Polymersomal delivery enhances third-generation photodynamic therapy with the first white-light-activated peptide photosensitiser for melanoma

Abstract

Photodynamic therapy (PDT) is an established cancer treatment, yet its clinical utility in melanoma remains restricted by poor photosensitiser delivery, light penetration, and melanin interference. Here, we report a polymersomal nanocarrier system encapsulating the peptide–photosensitiser conjugate RB-K2 as a novel strategy to overcome these barriers. The polymersomes, engineered from amphiphilic block copolymers, demonstrated enhanced stability and efficient tumour-targeted delivery. In vitro, PS-RB-K2 significantly improved cellular uptake, reactive oxygen species generation, and apoptosis induction in B16 melanoma cells compared with free RB-K2. In vivo, intratumoural administration of PS-RB-K2, combined with optimised light activation, markedly suppressed tumour growth and, in some cases, reversed progression without systemic toxicity.

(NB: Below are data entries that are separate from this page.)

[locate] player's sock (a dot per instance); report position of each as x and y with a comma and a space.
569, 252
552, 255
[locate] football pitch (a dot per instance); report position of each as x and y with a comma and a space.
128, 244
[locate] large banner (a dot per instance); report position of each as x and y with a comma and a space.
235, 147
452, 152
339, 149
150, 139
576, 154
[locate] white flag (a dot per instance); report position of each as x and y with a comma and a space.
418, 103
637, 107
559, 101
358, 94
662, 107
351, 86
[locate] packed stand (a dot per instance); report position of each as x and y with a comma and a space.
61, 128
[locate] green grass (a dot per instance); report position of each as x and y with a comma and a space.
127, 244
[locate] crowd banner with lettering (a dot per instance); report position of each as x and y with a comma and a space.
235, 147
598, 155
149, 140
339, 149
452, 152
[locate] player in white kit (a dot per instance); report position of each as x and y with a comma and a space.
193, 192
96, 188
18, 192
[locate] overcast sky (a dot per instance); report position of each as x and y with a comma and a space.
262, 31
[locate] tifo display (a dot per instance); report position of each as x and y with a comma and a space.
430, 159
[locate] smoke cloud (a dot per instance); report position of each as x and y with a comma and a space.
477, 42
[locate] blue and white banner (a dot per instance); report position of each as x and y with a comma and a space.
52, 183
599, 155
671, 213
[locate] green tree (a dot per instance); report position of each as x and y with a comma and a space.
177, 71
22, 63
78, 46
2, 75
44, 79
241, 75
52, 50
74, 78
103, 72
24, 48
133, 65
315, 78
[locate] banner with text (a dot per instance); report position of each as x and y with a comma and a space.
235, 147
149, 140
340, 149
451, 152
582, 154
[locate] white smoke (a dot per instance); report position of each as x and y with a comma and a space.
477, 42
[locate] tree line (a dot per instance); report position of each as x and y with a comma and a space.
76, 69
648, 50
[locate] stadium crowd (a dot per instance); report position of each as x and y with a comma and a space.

Mechanistic analyses confirmed that polymersomal encapsulation protected RB-K2 from degradation, enhanced intratumoural retention, and mitigated self-quenching effects. Collectively, these findings establish PS-RB-K2 as a potent third-generation PDT platform with translational potential for melanoma therapy, bridging the gap between current liposomal systems and clinically viable polymersomal drug delivery.